Mes amis grecs sont motivés. Pour l’expliquer, il suffit de comprendre qu’il y a très peu de postes de chercheurs financés par l’état grec et pour qu’un laboratoire puisse vivre, il doit trouver des financements. Ces derniers proviennent soit de contrats avec des industriels, soit de contrats de projet de recherche européen. Dans les deux cas, il est important pour les chercheurs de devenir attrayants afin d’être à la fois reconnus et parties prenantes de nouveaux projets. La plupart des étudiants en thèse de Master et de Doctorat sont financés par ces projets. Cela explique en partie la force qui anime mes amis chercheurs grecs dans les activités : force de proposition, véritable locomotive de projet. Mais cela n’explique pas tout.

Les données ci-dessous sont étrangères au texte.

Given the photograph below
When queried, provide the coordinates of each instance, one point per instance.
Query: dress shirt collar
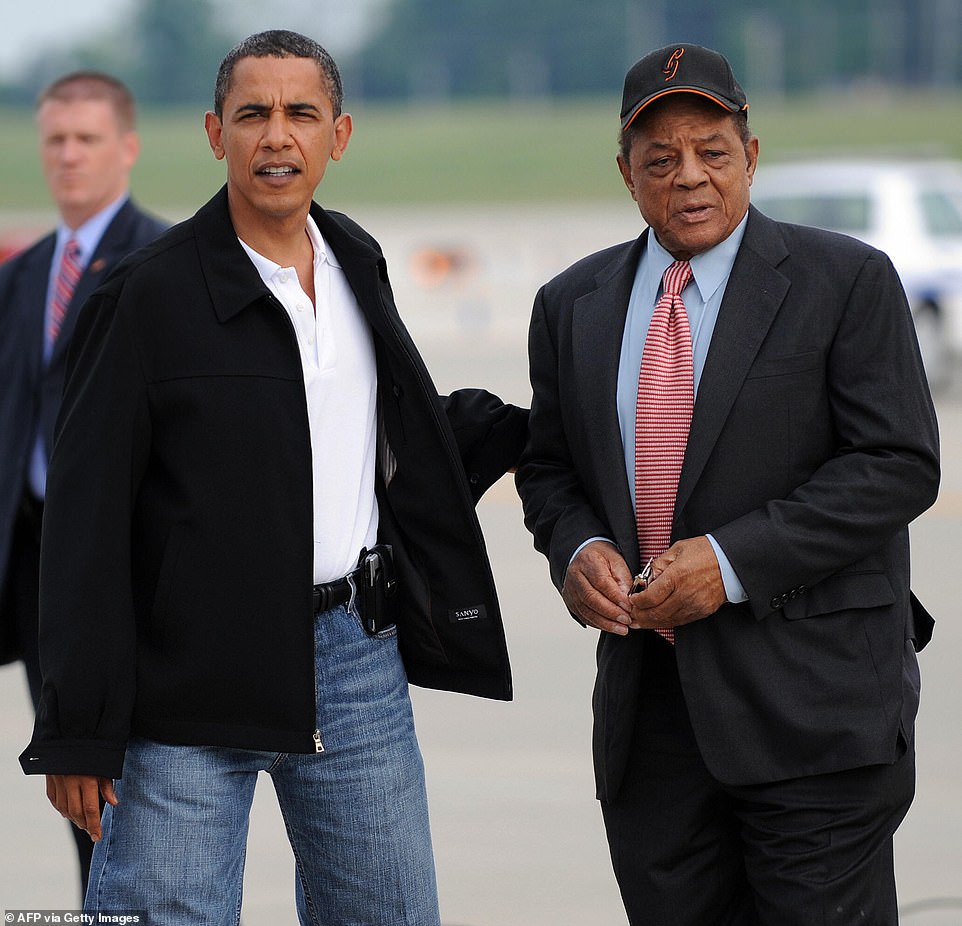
(89, 234)
(266, 268)
(709, 269)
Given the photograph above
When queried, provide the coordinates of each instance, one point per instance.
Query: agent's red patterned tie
(666, 395)
(63, 288)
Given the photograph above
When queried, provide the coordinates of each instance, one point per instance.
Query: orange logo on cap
(671, 65)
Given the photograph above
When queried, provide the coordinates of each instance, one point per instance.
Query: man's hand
(596, 587)
(77, 797)
(687, 586)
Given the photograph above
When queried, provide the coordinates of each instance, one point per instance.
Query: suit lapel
(104, 257)
(755, 292)
(33, 305)
(598, 327)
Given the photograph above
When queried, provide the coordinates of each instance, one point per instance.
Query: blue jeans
(356, 814)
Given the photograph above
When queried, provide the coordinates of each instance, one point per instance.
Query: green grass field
(490, 152)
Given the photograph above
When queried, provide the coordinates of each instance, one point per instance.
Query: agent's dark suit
(813, 445)
(30, 401)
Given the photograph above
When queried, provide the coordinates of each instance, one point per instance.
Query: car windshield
(842, 212)
(942, 213)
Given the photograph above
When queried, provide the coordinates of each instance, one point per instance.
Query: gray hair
(279, 43)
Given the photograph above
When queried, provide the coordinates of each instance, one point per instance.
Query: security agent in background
(742, 403)
(260, 527)
(88, 146)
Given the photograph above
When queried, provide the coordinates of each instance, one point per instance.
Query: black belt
(331, 594)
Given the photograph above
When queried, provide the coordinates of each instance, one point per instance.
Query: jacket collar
(232, 280)
(598, 325)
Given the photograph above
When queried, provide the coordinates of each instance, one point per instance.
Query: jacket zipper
(273, 300)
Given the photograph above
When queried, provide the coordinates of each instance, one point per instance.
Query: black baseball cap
(680, 69)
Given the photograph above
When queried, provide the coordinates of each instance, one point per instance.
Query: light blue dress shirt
(703, 298)
(88, 237)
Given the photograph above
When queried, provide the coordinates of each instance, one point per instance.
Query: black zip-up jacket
(177, 551)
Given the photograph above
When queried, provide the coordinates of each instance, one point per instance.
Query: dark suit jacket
(176, 590)
(813, 444)
(29, 391)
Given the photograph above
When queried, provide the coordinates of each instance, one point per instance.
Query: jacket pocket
(844, 591)
(784, 366)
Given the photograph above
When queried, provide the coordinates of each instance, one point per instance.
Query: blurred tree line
(440, 49)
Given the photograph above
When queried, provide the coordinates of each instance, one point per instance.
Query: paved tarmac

Mes amis grecs sont curieux. Cela se ressent à la fois avec les personnes avec qui je travaille et celles que nous pouvons rencontrer à Athènes dans la vie de tous les jours. Il suffit de démarrer une conversation avec un serveur ou un chauffeur de taxi et beaucoup de questions sont posées. Ce qui peut passer pour un exercice de politesse n’en est pas un car j’ai bien ressenti le désir véritable de curiosité : pour en savoir plus, pour se situer dans le monde, pour comparer. En ces temps troublés, ce sentiment est probablement exacerbé. Inversement, les grecs sont aussi fiers de partager l’histoire et le patrimoine de leur pays avec une bonne humeur et envie communicative.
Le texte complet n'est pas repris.